An intermediary service principal gives external access a stable identity instead. When you set one, the engine uses the intermediary service principal for external access rather than its own pod identity. Because the service principal is stable and known ahead of time, you can share it with third parties and reference it in container role assignments, including on Azure subscriptions outside your own organization. Access to the object storage container always uses the engine pod's own identity, so the intermediary service principal applies only to external locations.

Create the intermediary service principal and grant it the permissions it needs to reach the external data.

Set its application client ID under `customEngineConfig.storage.azure.intermediary_service_principal_client_id`:

```yaml theme={"theme":{"light":"css-variables","dark":"css-variables"}}
customEngineConfig:
  storage:
    type: abs
    api_scheme: "azure://"
    bucket_name: firebolt-managed
    azure:
      storage_account_name: fireboltenginedemo
      intermediary_service_principal_client_id: 35f11db5-082b-46e8-9f2f-5466d8630003
```

The chart passes the `storage.azure` block through unchanged.
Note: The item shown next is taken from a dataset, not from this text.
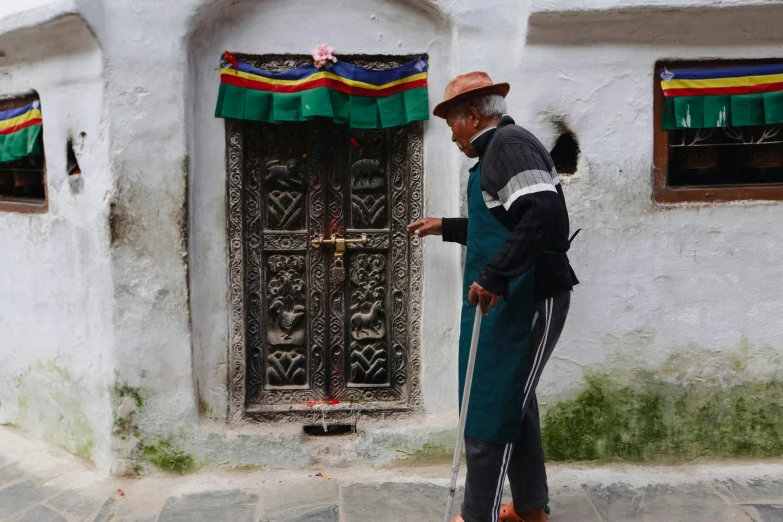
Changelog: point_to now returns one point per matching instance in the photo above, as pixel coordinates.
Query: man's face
(462, 129)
The block is valid when `type` is `abs` or `azurite`.

## Storage scope

`customEngineConfig` is global to the release. Multiple engines under the same `engines:` list share the same `customEngineConfig.storage` block, and therefore the same container. To run engines against different containers, install the chart twice in separate releases, each with its own `customEngineConfig.storage`.